Por un momento creo ver lo que no es y en mi pensamiento se dibuja, con trazos firmes de pinceladas profundas, una serie de líneas que dibujan lo que veo, aunque debería decir mejor lo que siento. Me sucede lo de cada verano desde hace veintiseis: un tema se apodera de mi y emerge del fondo de mi inconsciente, va tomando cuerpo y potencia y desplaza a los demás dejándolos en espacios secundarios; un solo tema recurrente, tan amplio como no puedo saberlo todavía, literario, intelectual, gráfico, artístico, arquitectónico, de pensamiento, de filosofía, de todo lo que pueda llegar a caber en esta decsripción, que debe compilarse en una palabra genérica: conocimiento. Ansío conocer aquello, que disperso se ha ido acumulando durante años a pàrtir de la lectura de fragmentos de este particular universo. Los fragmentos existen y componen un fresco incompleto, debo localizar lo que falta y componer, tesela a tesela, el mosaico. Y debo empezar ya mismo: se trata del mundo de la cultura y la historia de Japón.
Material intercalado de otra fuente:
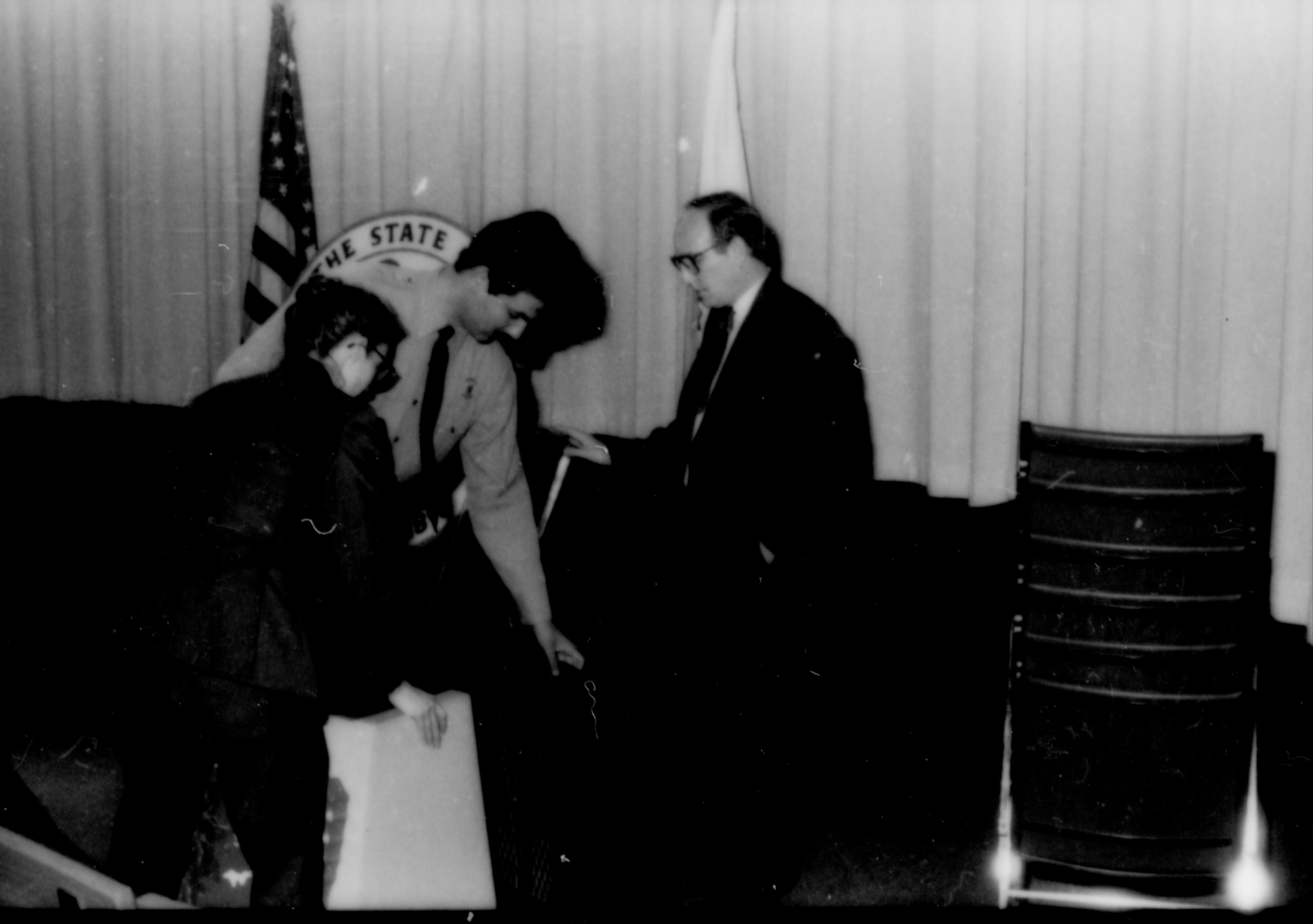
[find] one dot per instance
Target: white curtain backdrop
(1085, 213)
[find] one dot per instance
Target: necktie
(433, 403)
(698, 386)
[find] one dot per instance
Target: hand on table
(557, 647)
(586, 447)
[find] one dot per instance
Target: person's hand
(586, 447)
(423, 708)
(557, 647)
(433, 725)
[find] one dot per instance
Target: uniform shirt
(478, 418)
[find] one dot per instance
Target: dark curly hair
(531, 252)
(326, 311)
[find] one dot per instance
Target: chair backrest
(1144, 575)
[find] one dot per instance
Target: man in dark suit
(753, 502)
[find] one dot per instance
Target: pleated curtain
(1089, 213)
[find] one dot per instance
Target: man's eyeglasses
(688, 262)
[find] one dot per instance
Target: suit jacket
(783, 460)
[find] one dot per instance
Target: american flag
(284, 239)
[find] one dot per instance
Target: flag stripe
(258, 308)
(276, 225)
(284, 238)
(275, 256)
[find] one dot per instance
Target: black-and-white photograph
(620, 458)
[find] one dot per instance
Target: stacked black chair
(1143, 586)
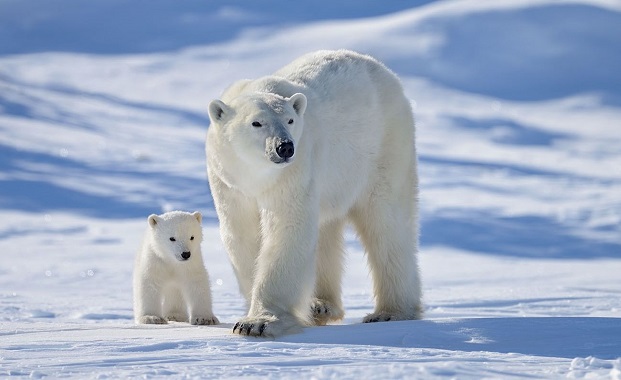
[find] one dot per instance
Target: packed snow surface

Al volver la mirada hacia la carretera por la que fluyen los coches, en carrusel sujetos a la línea de luces rojas y brillantes de sus pilotos traseros, y viéndolos percibir la inmensa vaguedad del espacio abierto en el que las cimas de la sierra de Guadarrama se lanzan hacia el paso de Somosierra, al noreste de mi posición, mientras la luz del día se transforma en dulce anochecer, me viene al pensamiento la palabra "sumiye" y comprendo, porque lo veo en mi mirada, lo comprendo en el paisaje desvaido, que una vez más se ha dibujado en trazos firmes, sin posibilidad de error, el paisaje del sentimiento y no el de la razón. La línea de las montañas y del fondo del valle dibujan un espacio vacío que es el que llena mis ojos.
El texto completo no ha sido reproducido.